As Jesus approaches Jerusalem and the cross, he continues to say much about the poor.
16 ‘The Law and the Prophets were proclaimed until John. Since that time, the good news of the kingdom of God is being preached, and everyone is forcing their way into it. 17 It is easier for heaven and earth to disappear than for the least stroke of a pen to drop out of the Law.
18 ‘Anyone who divorces his wife and marries another woman commits adultery, and the man who marries a divorced woman commits adultery.
19 ‘There was a rich man who was dressed in purple and fine linen and lived in luxury every day. 20 At his gate was laid a beggar named Lazarus, covered with sores 21 and longing to eat what fell from the rich man’s table. Even the dogs came and licked his sores.
22 ‘The time came when the beggar died and the angels carried him to Abraham’s side. The rich man also died and was buried. 23 In Hades, where he was in torment, he looked up and saw Abraham far away, with Lazarus by his side. 24 So he called to him, “Father Abraham, have pity on me and send Lazarus to dip the tip of his finger in water and cool my tongue, because I am in agony in this fire.”
25 ‘But Abraham replied, “Son, remember that in your lifetime you received your good things, while Lazarus received bad things, but now he is comforted here and you are in agony. 26 And besides all this, between us and you a great chasm has been set in place, so that those who want to go from here to you cannot, nor can anyone cross over from there to us.”
27 ‘He answered, “Then I beg you, father, send Lazarus to my family, 28 for I have five brothers. Let him warn them, so that they will not also come to this place of torment.”
29 ‘Abraham replied, “They have Moses and the Prophets; let them listen to them.”
30 ‘“No, father Abraham,” he said, “but if someone from the dead goes to them, they will repent.”
31 ‘He said to him, “If they do not listen to Moses and the Prophets, they will not be convinced even if someone rises from the dead.”’
We see more clearly God’s heart for the poor. This story is no exception. In this Grow Daily I want to focus on the rich man and his destiny.
It’s noteworthy that the rich man is not given a name, but the poor man is. To me it indicates that Lazarus was known and loved by God. This rich man was rich indeed! He dressed in purple and fine linen – an indication of his wealth and he lived in luxury every day we are told. We are not told how he became rich – whether or not he inherited it or whether he worked hard for his money. It doesn’t seem relevant to the story Jesus tells. Lazarus lived beside his gate and he probably raided the equivalent of his dumpster for his daily food.

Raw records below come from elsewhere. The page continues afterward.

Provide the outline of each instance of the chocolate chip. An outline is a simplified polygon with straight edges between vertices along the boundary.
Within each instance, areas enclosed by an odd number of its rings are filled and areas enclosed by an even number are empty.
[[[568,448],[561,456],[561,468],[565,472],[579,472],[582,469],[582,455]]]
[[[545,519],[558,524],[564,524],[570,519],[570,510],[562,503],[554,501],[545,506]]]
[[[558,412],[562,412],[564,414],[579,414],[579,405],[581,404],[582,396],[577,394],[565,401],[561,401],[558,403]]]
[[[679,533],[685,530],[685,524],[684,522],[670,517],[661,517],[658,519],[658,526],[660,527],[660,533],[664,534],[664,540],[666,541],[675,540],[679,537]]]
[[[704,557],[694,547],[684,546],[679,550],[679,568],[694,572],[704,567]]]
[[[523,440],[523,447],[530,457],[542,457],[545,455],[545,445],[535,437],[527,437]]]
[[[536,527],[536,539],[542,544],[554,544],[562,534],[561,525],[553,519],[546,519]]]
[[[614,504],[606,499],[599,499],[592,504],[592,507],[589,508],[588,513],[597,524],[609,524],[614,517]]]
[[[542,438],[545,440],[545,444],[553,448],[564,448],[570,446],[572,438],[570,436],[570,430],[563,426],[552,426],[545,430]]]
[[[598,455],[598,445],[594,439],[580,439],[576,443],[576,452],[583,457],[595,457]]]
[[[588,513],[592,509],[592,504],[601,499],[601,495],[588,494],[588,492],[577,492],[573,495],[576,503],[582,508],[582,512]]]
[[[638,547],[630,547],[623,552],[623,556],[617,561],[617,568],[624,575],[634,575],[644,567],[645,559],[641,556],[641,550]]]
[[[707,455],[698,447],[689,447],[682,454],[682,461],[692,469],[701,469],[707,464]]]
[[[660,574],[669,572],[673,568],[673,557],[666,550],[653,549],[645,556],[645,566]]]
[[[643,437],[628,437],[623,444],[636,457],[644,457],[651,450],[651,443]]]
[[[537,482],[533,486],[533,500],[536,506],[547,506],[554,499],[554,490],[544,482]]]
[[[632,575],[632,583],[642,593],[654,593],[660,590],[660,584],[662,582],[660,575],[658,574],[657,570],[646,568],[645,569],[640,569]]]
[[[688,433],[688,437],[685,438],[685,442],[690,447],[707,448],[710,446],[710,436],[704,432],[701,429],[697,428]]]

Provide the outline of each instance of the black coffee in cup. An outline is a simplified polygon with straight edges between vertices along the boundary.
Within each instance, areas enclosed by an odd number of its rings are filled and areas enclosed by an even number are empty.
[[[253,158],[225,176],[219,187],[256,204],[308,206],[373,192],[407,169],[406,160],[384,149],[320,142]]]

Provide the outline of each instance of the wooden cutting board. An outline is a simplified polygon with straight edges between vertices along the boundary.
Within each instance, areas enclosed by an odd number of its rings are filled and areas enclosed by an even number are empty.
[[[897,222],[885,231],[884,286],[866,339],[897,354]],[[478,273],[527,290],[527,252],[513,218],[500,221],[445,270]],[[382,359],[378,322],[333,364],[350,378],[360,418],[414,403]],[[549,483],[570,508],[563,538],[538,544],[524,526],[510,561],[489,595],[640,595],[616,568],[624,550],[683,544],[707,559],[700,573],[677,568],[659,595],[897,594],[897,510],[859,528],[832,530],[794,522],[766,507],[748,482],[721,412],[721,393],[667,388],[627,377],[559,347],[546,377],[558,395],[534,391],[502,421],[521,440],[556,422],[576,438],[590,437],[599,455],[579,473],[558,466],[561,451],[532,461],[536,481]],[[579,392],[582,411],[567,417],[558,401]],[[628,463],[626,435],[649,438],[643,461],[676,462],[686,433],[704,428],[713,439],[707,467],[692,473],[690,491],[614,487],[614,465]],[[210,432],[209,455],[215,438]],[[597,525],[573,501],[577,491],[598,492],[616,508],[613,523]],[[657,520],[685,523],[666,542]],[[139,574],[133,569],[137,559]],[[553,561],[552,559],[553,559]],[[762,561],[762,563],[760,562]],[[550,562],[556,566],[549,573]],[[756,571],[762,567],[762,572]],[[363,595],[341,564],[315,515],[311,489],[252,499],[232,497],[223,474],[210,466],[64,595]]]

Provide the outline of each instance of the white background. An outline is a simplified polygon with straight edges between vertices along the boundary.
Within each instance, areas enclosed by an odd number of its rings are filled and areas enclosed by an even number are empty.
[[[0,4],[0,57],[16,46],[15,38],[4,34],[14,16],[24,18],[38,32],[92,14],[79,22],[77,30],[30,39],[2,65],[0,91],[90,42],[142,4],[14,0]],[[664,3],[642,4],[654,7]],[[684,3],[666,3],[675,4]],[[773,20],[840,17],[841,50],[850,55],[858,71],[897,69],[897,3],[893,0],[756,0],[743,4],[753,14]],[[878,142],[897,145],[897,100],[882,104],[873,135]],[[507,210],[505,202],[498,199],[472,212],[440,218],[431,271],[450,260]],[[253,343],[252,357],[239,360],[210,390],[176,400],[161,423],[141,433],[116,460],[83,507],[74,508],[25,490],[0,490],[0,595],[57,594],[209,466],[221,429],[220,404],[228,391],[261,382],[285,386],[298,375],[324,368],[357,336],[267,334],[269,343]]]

Life deals each of us a different set of cards. Some become rich through hard work and timely opportunities while others inherit their wealth. Some find themselves in poverty all their lives through no fault of their own while others remain in poverty through their own folly.
The other notable aspect of this story is its indication of a destiny for each of us after death. In this story Lazarus is destined to Abraham’s side – an expression to indicate his destiny is with God in heaven. But the rich man’s destiny is apart from God, in Hades, in agony and there is a chasm between the two places, and one cannot move from one place to the other.

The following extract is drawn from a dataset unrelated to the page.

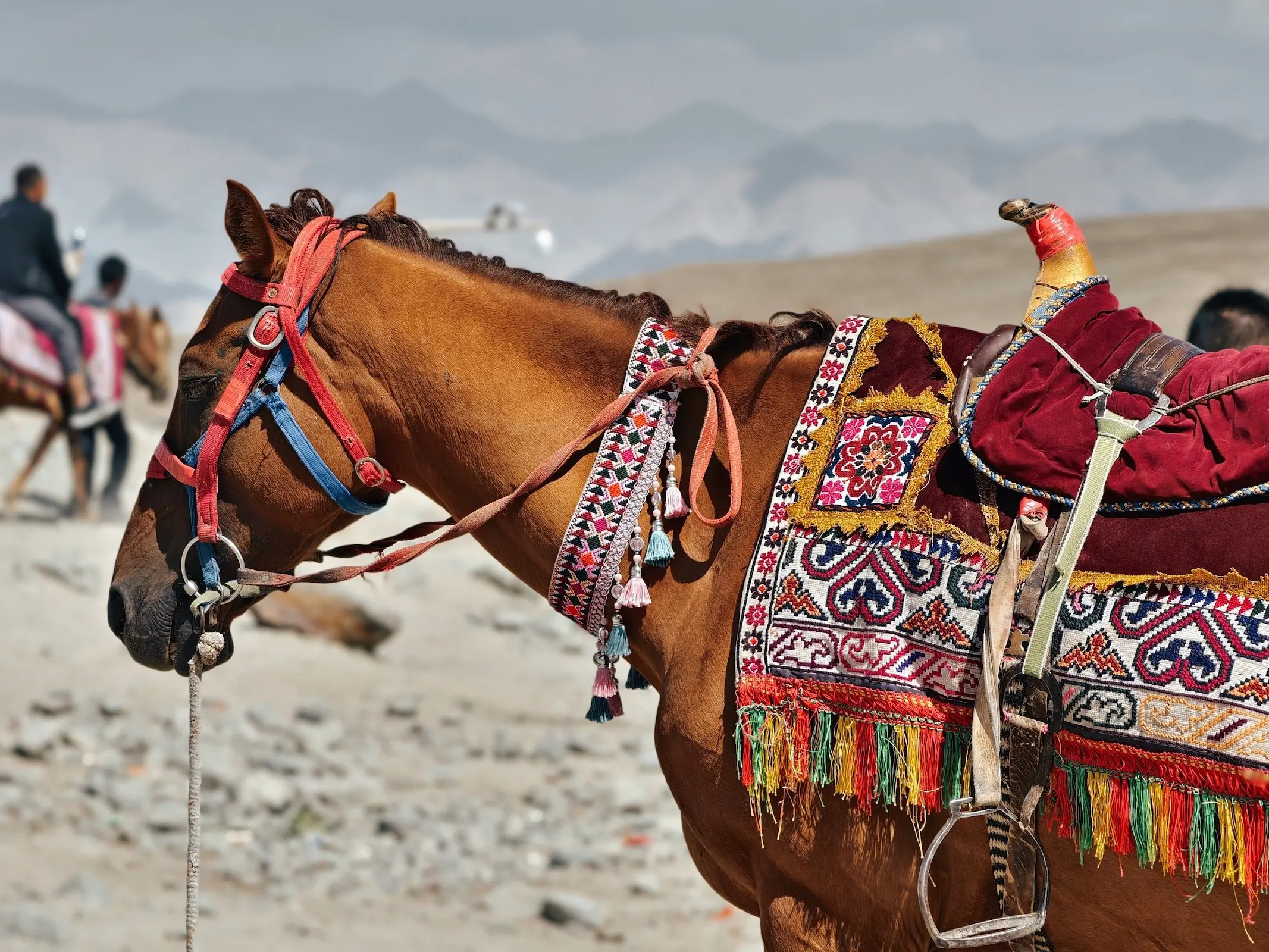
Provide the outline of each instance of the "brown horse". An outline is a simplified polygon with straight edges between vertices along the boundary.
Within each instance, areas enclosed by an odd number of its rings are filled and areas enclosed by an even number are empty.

There are some obvious questions that this passage throws up about our own destiny whether we end up in heaven or hell – with God or apart from him. One is ‘Did the rich man go to hell because he was rich?’ Other parts of the New Testament drive home the truth that it is trust in Jesus’ perfect substitutionary sacrifice of the cross in our place that gets us to heaven and not the cards of richness or poverty – or somewhere in between – that determines our destiny.
New Testament letter writer James sheds light on what Jesus is emphasising in this story. James says that if a brother or sister is going without daily food and all you say is keep warm and well fed and do nothing about it then you are demonstrating that you have no real saving faith despite what you might claim to the contrary. To the rich who have failed to properly treat their workers or who have ignored the poor amongst them he indicates that God hears their cries and that their corroded wealth will testify against them and eat their flesh alive! Now that’s not a very nice picture.
How we treat the poor in our life indicates the genuineness of our true faith. James also said that faith without works is dead! This passage is a dire warning that each of us claiming faith in Jesus need to heed.
Head: Think about where the poor are located in your world. Those in your church, in your neighbourhood, in your city, in distant parts of the world.
Heart: How closely is your heart aligned with Jesus’ when it comes to his love for the poor?
Hands: What can you do this week to better notice the poor in your world and increase your support for them?
Dear Father in Heaven, this story Jesus told makes us uncomfortable because it shines a light on our hearts and how we treat people poorer than ourselves. Help us with your Holy Spirit to examine our hearts and to make changes so we might better reflect your love for all people especially people like Lazarus.